Capítulo Vinte e Um: O Segredo Sem Resposta (2)

O Vento que Sopra nas Fendas Madeira Desbotada 3408 palavras 2026-02-07 20:22:12

Dois tiros certeiros no centro da testa? Se fosse um alvo fixo e com um rifle, após certo treinamento e dentro de uma distância razoável, seria possível. Mas com uma pistola, acertar um alvo em movimento, sem possibilidade de uma boa mira, já é por si só uma façanha. Os disparos reais não são como nos filmes, em que, graças aos efeitos especiais, as balas parecem perseguir o alvo. Para atingir alguém, é preciso reunir uma série de fatores.
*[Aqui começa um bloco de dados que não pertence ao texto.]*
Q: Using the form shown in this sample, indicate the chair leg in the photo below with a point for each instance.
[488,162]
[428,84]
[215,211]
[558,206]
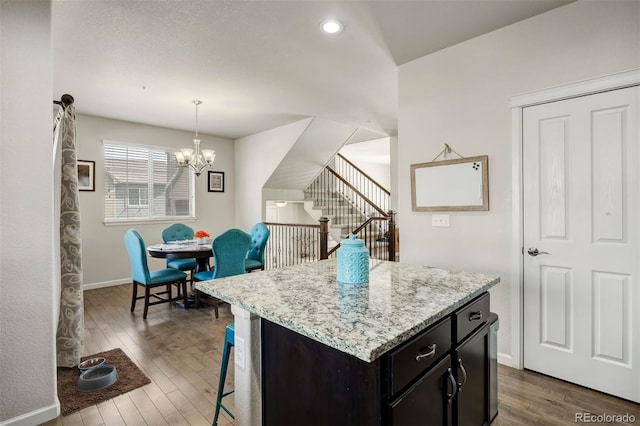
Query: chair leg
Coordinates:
[134,296]
[147,294]
[184,293]
[223,376]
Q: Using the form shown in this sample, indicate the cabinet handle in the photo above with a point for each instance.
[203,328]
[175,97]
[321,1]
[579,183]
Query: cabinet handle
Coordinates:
[464,375]
[453,386]
[431,353]
[473,316]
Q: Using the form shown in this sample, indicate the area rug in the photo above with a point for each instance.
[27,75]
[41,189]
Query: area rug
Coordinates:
[129,378]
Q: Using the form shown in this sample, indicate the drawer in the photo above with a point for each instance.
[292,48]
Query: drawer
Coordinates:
[470,317]
[418,354]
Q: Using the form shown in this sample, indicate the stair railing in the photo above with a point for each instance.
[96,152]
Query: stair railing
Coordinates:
[366,185]
[291,244]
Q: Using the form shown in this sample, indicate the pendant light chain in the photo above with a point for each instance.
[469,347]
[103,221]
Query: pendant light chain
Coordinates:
[196,159]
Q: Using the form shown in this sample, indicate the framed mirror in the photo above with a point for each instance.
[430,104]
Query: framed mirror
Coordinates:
[461,184]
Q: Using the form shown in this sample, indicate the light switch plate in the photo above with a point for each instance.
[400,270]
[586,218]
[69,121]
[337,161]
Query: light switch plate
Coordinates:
[440,220]
[239,352]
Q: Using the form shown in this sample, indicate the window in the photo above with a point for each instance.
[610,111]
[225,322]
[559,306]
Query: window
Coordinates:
[145,183]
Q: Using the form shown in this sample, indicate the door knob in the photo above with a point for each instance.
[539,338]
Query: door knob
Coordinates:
[535,252]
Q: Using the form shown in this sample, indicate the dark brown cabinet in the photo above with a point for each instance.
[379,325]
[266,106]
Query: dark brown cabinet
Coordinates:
[472,377]
[429,401]
[439,377]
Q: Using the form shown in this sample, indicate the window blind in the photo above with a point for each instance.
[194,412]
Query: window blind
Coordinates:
[145,183]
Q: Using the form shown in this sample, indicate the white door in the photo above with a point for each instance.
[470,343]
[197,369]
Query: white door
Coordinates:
[581,213]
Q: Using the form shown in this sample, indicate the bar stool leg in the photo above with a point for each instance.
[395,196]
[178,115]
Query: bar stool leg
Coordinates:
[228,344]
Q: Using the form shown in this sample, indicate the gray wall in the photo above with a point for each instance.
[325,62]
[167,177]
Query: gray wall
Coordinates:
[28,312]
[460,96]
[105,260]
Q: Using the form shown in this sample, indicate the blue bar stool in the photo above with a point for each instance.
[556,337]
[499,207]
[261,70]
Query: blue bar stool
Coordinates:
[228,344]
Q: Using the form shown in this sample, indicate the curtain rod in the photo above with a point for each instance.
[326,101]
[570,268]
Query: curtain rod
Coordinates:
[65,101]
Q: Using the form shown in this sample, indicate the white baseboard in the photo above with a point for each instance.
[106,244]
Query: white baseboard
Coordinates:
[36,417]
[505,359]
[106,284]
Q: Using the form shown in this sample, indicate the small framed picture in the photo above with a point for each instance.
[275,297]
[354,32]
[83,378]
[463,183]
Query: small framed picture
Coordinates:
[216,182]
[86,175]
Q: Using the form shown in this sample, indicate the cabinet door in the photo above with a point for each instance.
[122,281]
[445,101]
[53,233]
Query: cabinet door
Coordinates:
[430,401]
[472,375]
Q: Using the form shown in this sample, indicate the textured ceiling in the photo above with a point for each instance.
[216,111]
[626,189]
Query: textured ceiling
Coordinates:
[256,65]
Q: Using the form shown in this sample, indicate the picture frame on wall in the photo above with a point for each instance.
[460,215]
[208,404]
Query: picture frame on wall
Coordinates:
[86,175]
[216,182]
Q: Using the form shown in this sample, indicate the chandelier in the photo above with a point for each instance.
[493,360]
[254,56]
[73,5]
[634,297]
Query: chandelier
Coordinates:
[194,158]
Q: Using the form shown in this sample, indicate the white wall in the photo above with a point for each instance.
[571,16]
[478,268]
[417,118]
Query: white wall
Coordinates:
[460,96]
[372,157]
[104,259]
[27,313]
[257,156]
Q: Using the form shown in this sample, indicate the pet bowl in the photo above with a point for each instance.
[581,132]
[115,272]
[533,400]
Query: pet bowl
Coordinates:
[91,363]
[97,378]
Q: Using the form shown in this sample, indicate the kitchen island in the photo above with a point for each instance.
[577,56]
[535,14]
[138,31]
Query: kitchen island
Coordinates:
[307,314]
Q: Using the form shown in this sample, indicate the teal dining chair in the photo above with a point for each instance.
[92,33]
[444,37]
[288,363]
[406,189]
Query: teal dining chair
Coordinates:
[180,232]
[141,276]
[229,252]
[259,237]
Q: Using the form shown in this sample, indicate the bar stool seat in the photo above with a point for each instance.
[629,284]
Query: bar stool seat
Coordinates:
[229,341]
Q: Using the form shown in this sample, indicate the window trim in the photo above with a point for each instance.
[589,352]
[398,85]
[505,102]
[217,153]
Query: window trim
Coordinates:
[147,220]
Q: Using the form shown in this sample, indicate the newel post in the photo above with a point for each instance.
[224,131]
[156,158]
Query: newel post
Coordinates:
[324,237]
[392,235]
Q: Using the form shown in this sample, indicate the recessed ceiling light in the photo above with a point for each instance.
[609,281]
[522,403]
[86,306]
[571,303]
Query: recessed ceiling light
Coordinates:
[332,26]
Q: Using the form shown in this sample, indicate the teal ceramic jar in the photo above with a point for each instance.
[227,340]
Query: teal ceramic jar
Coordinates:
[353,261]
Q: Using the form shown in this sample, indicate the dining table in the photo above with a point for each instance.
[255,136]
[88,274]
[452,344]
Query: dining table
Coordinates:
[187,249]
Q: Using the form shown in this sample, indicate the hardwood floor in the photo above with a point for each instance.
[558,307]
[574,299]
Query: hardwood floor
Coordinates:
[180,351]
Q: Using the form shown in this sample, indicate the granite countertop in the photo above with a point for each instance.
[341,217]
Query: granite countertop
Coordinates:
[364,320]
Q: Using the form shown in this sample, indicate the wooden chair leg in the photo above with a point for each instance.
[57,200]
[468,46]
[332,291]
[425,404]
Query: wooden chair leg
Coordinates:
[134,297]
[147,294]
[184,293]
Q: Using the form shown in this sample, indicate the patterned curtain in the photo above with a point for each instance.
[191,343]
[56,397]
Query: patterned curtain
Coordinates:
[70,335]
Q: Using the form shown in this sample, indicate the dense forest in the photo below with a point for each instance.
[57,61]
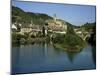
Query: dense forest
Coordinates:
[26,17]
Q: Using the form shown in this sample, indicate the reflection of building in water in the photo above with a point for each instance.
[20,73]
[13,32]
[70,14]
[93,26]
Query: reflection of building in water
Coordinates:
[56,25]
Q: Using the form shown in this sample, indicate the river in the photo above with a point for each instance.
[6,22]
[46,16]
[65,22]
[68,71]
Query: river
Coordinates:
[43,57]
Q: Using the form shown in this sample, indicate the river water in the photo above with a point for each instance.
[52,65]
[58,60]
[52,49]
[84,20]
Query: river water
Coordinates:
[43,57]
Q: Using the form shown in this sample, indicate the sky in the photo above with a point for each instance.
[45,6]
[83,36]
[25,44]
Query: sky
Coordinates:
[74,14]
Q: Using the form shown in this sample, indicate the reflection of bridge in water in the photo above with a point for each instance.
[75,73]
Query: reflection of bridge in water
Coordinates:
[84,35]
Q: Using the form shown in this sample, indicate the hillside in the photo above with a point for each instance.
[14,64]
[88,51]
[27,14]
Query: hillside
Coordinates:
[26,17]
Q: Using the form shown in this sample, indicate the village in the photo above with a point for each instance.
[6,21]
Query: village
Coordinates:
[49,30]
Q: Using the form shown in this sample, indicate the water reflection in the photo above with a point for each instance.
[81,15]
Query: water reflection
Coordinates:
[43,57]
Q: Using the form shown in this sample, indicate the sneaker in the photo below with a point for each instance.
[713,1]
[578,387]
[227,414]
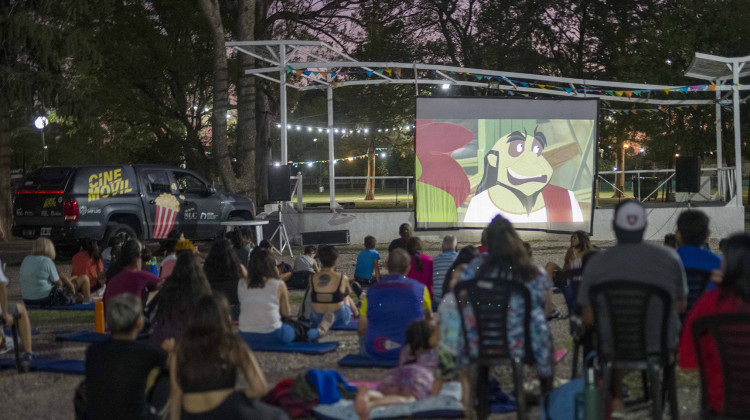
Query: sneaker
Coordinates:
[26,361]
[325,324]
[6,345]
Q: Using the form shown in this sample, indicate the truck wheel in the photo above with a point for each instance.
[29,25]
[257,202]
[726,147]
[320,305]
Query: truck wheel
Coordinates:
[118,230]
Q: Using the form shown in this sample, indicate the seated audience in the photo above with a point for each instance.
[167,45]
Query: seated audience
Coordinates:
[420,265]
[118,369]
[505,250]
[330,290]
[579,245]
[368,262]
[205,366]
[131,279]
[88,262]
[731,296]
[404,233]
[11,313]
[38,275]
[109,253]
[224,270]
[174,305]
[265,309]
[692,232]
[441,264]
[148,262]
[670,240]
[167,264]
[304,266]
[634,259]
[412,380]
[389,307]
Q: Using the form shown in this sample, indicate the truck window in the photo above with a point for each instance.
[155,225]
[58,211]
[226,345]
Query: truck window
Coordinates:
[188,183]
[157,182]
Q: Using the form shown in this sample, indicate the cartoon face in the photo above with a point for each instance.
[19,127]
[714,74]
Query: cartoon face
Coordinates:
[519,162]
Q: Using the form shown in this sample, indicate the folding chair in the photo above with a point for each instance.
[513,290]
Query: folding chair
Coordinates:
[490,301]
[622,312]
[731,335]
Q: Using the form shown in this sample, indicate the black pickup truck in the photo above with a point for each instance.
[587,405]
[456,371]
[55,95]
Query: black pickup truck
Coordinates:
[147,202]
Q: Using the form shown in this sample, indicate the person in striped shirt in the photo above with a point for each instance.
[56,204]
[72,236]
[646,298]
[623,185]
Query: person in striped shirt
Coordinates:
[442,263]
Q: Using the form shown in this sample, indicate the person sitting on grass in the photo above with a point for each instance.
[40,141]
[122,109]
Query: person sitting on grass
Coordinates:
[131,279]
[118,369]
[12,313]
[204,370]
[442,263]
[174,305]
[389,307]
[265,309]
[39,275]
[330,290]
[368,262]
[224,270]
[412,380]
[88,261]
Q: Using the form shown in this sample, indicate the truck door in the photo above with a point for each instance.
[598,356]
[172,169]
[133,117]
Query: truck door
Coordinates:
[200,206]
[160,203]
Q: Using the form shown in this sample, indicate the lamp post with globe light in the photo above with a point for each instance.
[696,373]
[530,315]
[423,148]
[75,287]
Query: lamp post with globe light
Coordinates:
[40,123]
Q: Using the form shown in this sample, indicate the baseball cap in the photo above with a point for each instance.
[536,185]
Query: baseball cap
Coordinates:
[630,215]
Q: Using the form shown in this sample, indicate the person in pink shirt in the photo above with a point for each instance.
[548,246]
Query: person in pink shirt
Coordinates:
[421,264]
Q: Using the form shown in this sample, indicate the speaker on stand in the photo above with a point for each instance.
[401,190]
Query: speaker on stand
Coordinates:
[687,175]
[280,190]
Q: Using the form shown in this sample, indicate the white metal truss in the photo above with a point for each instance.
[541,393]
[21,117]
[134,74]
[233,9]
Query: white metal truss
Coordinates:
[317,57]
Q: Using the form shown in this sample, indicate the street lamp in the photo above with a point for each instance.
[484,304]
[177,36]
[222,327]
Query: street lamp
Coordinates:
[40,123]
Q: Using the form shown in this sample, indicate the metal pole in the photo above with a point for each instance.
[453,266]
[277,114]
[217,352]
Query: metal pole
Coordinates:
[282,104]
[331,161]
[736,67]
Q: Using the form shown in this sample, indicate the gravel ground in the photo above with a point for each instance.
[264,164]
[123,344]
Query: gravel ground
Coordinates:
[49,396]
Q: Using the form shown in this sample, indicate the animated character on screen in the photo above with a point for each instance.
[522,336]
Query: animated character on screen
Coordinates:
[516,185]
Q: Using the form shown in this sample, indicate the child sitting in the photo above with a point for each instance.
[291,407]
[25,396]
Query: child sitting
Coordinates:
[117,370]
[367,263]
[412,380]
[148,262]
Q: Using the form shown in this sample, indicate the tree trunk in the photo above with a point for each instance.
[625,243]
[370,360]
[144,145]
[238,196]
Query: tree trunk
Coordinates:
[6,212]
[370,183]
[246,127]
[220,92]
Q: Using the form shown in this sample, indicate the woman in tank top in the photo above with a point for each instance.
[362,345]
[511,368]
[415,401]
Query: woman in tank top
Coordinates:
[264,304]
[330,291]
[204,368]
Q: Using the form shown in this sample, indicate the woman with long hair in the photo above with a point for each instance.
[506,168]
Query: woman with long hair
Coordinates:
[174,305]
[204,366]
[88,261]
[508,260]
[264,306]
[731,296]
[421,263]
[224,270]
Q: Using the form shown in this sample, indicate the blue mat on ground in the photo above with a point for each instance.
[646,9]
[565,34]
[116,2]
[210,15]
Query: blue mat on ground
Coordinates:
[34,331]
[351,326]
[359,360]
[76,307]
[43,364]
[304,348]
[91,337]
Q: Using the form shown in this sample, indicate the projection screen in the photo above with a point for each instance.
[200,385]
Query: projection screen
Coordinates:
[529,160]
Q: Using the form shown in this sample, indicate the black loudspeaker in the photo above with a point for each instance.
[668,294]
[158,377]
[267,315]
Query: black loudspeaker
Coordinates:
[279,186]
[688,174]
[328,237]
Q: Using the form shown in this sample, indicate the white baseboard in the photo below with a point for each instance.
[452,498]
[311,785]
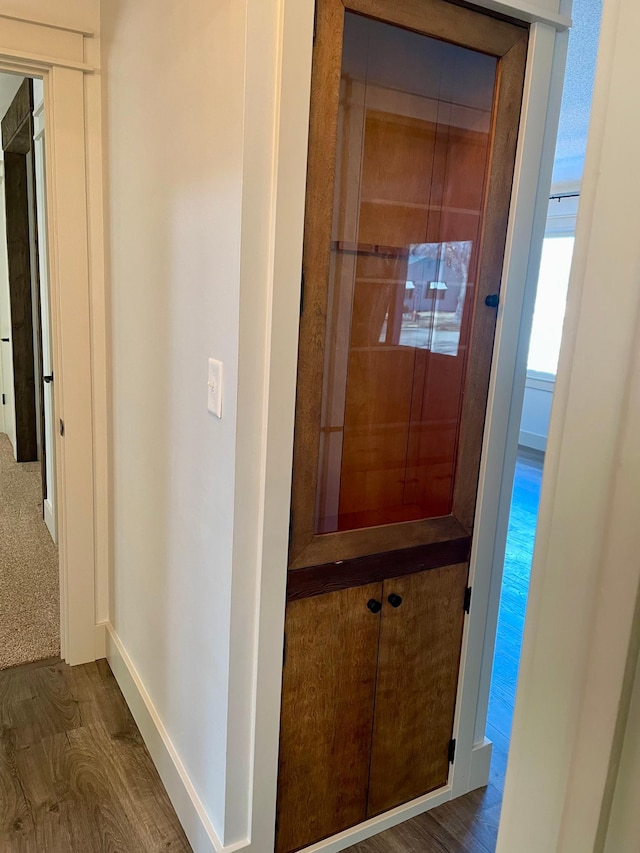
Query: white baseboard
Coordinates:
[100,638]
[378,824]
[189,808]
[532,440]
[49,520]
[480,764]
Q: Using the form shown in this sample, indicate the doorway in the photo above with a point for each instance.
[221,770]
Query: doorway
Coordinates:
[29,580]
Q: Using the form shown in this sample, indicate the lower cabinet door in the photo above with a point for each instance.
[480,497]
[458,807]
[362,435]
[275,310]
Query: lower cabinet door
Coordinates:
[418,663]
[328,690]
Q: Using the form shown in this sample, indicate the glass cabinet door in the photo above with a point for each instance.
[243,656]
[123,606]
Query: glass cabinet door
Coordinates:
[412,137]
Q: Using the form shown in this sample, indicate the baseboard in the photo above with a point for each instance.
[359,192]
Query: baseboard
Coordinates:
[480,764]
[189,808]
[100,640]
[50,521]
[533,440]
[378,824]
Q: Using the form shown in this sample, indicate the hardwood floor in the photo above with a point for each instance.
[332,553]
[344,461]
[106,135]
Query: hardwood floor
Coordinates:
[75,775]
[469,824]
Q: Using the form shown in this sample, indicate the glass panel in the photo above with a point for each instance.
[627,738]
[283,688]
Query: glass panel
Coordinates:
[551,301]
[412,151]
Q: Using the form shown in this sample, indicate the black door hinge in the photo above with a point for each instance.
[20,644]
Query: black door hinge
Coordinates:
[467,599]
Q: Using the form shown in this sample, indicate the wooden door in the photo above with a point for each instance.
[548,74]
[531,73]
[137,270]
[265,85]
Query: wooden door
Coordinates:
[419,658]
[329,678]
[413,128]
[24,290]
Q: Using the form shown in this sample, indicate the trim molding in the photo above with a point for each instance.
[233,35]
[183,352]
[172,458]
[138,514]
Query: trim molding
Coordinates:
[48,24]
[50,522]
[41,61]
[378,824]
[182,793]
[480,764]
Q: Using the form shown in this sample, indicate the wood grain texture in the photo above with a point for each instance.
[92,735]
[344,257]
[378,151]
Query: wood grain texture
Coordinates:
[508,100]
[469,824]
[323,118]
[75,774]
[418,663]
[327,712]
[465,27]
[378,567]
[431,453]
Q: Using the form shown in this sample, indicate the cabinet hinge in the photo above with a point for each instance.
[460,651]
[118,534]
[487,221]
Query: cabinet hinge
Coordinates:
[467,599]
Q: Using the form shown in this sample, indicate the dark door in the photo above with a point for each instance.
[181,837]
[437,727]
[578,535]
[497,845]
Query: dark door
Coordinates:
[24,286]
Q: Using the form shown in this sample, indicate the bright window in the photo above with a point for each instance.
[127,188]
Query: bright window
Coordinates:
[551,299]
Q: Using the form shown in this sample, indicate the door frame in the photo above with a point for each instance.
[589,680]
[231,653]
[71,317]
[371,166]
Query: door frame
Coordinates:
[57,55]
[284,207]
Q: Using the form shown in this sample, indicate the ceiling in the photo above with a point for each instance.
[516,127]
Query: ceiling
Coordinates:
[576,98]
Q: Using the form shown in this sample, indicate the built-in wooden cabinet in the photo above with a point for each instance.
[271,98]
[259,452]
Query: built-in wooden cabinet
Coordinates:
[414,115]
[370,679]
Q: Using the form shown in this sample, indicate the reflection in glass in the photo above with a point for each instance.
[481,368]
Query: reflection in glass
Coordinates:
[412,150]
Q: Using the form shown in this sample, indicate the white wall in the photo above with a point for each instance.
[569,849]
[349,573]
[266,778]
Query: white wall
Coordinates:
[174,87]
[623,831]
[536,410]
[206,148]
[582,610]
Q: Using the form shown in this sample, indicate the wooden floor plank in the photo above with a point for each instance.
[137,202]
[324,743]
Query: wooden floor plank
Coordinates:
[75,774]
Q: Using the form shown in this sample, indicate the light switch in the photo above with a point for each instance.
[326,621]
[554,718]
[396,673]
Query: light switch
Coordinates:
[214,403]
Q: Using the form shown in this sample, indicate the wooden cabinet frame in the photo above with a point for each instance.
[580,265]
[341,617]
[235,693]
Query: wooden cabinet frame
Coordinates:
[467,28]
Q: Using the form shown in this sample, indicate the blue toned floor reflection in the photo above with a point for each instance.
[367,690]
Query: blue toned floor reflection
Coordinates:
[513,602]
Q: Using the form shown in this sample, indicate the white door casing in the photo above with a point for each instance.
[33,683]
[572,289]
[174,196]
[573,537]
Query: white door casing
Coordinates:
[45,310]
[57,54]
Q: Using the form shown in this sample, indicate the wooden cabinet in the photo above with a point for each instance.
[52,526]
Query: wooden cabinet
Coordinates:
[370,680]
[413,126]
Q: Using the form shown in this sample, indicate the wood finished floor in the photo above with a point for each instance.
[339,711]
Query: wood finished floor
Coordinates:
[469,824]
[75,775]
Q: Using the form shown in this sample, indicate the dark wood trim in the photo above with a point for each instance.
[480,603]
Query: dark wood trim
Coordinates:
[509,86]
[476,30]
[316,580]
[323,123]
[450,22]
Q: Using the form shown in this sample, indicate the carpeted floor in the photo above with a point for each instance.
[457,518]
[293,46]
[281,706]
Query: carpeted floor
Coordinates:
[29,591]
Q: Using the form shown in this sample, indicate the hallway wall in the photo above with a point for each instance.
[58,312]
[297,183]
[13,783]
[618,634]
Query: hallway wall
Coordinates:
[173,111]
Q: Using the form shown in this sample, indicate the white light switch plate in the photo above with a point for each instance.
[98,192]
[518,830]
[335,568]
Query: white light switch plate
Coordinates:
[214,402]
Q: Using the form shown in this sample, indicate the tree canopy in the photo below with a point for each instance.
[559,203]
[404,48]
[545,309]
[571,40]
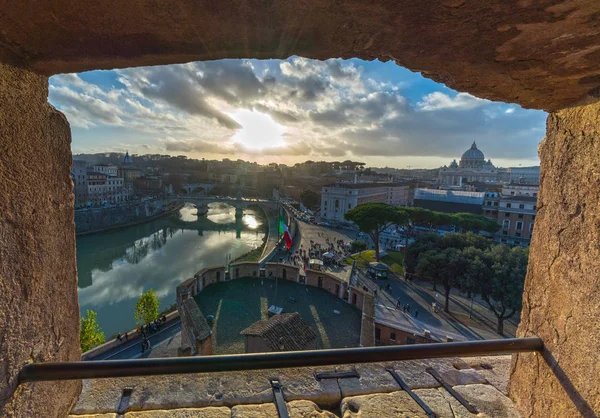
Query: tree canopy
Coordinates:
[90,333]
[146,309]
[374,217]
[310,198]
[474,264]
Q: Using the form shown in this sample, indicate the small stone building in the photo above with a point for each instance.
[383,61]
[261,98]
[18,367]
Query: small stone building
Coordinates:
[285,332]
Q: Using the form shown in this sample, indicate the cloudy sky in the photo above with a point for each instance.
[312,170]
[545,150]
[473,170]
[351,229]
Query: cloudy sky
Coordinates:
[290,111]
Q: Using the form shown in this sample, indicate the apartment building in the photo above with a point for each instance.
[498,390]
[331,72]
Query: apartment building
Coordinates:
[339,198]
[515,208]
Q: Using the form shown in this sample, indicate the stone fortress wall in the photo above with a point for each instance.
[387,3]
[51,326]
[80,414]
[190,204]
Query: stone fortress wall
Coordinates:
[335,285]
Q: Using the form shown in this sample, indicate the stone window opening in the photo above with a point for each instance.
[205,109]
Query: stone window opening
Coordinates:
[555,103]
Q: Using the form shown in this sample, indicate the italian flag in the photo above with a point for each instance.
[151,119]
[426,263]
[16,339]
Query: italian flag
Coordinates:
[285,232]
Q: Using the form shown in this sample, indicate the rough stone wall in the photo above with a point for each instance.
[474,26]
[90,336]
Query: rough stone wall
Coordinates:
[561,303]
[541,54]
[39,311]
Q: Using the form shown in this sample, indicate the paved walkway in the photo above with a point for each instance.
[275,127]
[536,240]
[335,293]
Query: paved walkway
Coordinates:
[132,348]
[420,296]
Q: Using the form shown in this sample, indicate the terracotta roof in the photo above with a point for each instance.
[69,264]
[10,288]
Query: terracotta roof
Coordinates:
[285,332]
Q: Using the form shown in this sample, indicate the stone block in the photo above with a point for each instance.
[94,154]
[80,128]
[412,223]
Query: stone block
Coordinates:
[495,369]
[210,412]
[176,391]
[389,405]
[307,409]
[488,400]
[267,410]
[300,384]
[373,378]
[111,415]
[414,373]
[99,396]
[462,377]
[39,310]
[434,398]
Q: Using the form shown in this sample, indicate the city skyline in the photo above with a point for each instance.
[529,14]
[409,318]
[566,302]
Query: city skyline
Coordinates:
[289,111]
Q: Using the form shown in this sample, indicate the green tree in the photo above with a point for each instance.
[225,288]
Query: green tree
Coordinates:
[446,267]
[310,198]
[502,290]
[358,246]
[478,270]
[422,244]
[90,333]
[472,222]
[373,218]
[146,309]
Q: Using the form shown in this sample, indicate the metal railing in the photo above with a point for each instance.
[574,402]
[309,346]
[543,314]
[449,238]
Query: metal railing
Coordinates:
[208,364]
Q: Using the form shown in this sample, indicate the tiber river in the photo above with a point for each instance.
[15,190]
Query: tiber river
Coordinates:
[115,268]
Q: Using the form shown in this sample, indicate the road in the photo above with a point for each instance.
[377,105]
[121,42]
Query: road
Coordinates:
[455,324]
[133,348]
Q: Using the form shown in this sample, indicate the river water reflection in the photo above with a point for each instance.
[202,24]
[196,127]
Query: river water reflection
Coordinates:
[115,268]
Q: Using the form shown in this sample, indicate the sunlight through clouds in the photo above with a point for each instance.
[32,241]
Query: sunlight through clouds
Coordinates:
[290,111]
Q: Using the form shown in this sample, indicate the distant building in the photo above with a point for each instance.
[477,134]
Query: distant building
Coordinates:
[515,209]
[80,182]
[192,187]
[108,169]
[284,332]
[449,201]
[339,198]
[472,168]
[129,172]
[103,188]
[524,175]
[148,184]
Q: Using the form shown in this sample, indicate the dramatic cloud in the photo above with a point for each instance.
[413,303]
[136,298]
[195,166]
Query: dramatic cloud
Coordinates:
[329,109]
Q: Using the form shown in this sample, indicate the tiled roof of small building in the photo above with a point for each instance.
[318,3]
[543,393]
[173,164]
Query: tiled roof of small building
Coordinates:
[285,332]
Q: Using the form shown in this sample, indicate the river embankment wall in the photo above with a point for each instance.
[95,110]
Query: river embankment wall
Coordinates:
[94,220]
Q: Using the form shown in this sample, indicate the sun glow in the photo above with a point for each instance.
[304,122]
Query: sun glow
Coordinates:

Na foto, os dois policiais não estavam caídos no mesmo local, havia pelo menos cinco metros entre eles. Um tiro tão preciso assim… Que nível de habilidade teria o atirador? Um calafrio percorreu minha espinha. Que pontaria extraordinária! Eu já havia sentido esse mesmo impacto antes, lá na floresta tropical, onde nossa equipe também foi surpreendida por uma precisão dessa magnitude. Senti gotas de suor brotarem em minha testa.

— Foi aquela mulher loira que fez isso? — Um policial jovem interrompeu meus pensamentos, antes que eu pudesse refletir mais.

— Sim, de acordo com testemunhas no local, após atirar nos policiais, a mulher loira saiu tranquilamente, demonstrando uma frieza surpreendente.

— Mas por quê? — insistiu o jovem, com tom de incredulidade.

— Não se sabe. A polícia local ainda não resolveu o caso, mas já identificaram o homem morto. Era um traficante de armas do Leste Europeu, que atuava há anos no Oriente Médio.

...

— Casos assim não são raros, tiroteios no exterior são comuns, só que ultimamente as coisas têm passado dos limites. Nossa equipe está analisando esses casos para entender melhor o cenário internacional de segurança. — O policial mais velho disse isso enquanto desligava a televisão. — Durante este período, vamos assistir a vídeos de casos reais, a maioria não solucionados, muitos com pistas claras, mas geralmente, nos tiroteios, é difícil entender o que de fato aconteceu.

— Ser policial aqui ainda é mais seguro do que no exterior — comentou um jovem sorrindo, ao final do encontro.

— Pelo menos aqui armas são proibidas.

— Por mais habilidoso que seja alguém com uma faca, ainda não pode competir com a velocidade de uma bala. Vamos voltar ao trabalho, cuidar dos nossos próprios casos.

Os policiais se dispersaram, cada um para sua mesa. Nesse momento, a porta do escritório fechado se abriu e três pessoas saíram. Entre elas, uma era a policial com quem eu havia falado antes, e o outro era um rosto também familiar.

— Zhuang Yan? O que faz por aqui? — A voz de Zhang Dashan continuava grave e rouca como de costume.

— Capitão Zhang? — respondi surpresa. — O ano novo já está chegando e nem tive tempo de lhe desejar felicidades, não esperava encontrá-lo aqui.

— Vocês se conhecem? — perguntou a policial, curiosa.

— Já jantamos juntos algumas vezes, somos amigos — respondeu Zhang Dashan, assentindo.

— Este é o capitão Zhong — acrescentou a policial, olhando para o alto e magro policial ao lado de Zhang Dashan. Seu rosto transmitia determinação, os olhos fundos e olheiras evidentes davam a impressão de noites mal dormidas, mas o olhar era afiado como o de um cão de caça. Devia ter idade semelhante à de Zhang Dashan.

— Olá, sou Zhuang Yan. Gostaria de relatar algumas informações sobre o jipe que estava na esquina do Parque Aikon ontem e também saber mais sobre a situação — falei, fitando o olhar penetrante do capitão de polícia.

— Certo, vamos ao meu escritório. Vou acompanhar o capitão Zhang até a saída. Xing Shan, leve-a até lá — disse Zhong, dirigindo-se à policial chamada Xing Shan.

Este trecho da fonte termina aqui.